All things are subject to interpretation.
That which does not kill us makes us stronger.
God is dead.
The problem with Nietzsche, though, is that these killer quotable quotes are imbedded in long, rambling essays that lack structure and sometimes seem to contradict themselves, so by the time you get to the end, you’re not sure what his main point is.
Once you got to Nietzsche in your 1973 existential survey, all that was necessary is that you kept your mouth shut if you were a Christian and not try to exercise your first amendment freedom-of-speech right because chances are your professor was an atheist who would rip you to shreds because, after all, the universe would not exist except for him.
In other words, he’d sic his rhetorical Mastiff on you.
Jean Paul Sartre
Although Sartre’s masterpiece On Being and Nothingness makes Kierkegaard’s Fear and Trembling read like a Hemingway story in comparison, the ideas themselves are not that hard to understand.

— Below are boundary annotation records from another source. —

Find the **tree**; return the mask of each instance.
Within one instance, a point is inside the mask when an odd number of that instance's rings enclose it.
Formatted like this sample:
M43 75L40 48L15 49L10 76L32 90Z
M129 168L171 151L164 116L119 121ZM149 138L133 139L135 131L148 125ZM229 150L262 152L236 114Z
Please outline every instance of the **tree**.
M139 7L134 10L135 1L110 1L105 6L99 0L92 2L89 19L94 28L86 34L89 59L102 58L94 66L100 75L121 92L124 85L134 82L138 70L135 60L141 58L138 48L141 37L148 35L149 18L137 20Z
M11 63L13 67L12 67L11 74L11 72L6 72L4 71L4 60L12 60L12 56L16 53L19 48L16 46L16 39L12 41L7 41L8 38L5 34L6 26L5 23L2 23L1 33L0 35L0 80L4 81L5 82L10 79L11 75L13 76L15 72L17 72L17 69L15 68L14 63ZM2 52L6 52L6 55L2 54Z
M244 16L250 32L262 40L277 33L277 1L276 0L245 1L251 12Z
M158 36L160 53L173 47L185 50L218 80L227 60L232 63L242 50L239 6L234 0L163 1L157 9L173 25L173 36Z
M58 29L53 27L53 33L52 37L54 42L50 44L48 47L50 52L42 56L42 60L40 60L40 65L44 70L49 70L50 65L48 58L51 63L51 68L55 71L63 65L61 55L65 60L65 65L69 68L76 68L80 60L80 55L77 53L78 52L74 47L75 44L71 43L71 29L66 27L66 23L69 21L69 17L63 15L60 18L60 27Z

What you got is a consciousness and whatever the consciousness is perceiving, and because this consciousness has a negative power of nothingness that can create a lack of self-identity, you, the individual, need to exercise your freedom by bringing into being and acting upon your individual spontaneous choices, and if you fail to do so, if, say, you decide not to run off to Best Buy and purchase a TV monitor the size of a drive-in movie screen and instead grade those sophomore essays, you have committed “bad faith,” which leads to “nausea,” which is really stupid of you because life is meaningless, and you’ll be dead in no time and therefore kiss good-bye the universe that only exists because you perceive it be.
On on that happy note, it’s DVD time.
I am enlighten now. I thought Sputnic, the Russian satellite, was the reason behind all the freedom of thought…the next great frontier. I wanted to dig out of this style education being a shy teenage girl. I have found comfort in reading manuals in the last . 45 years!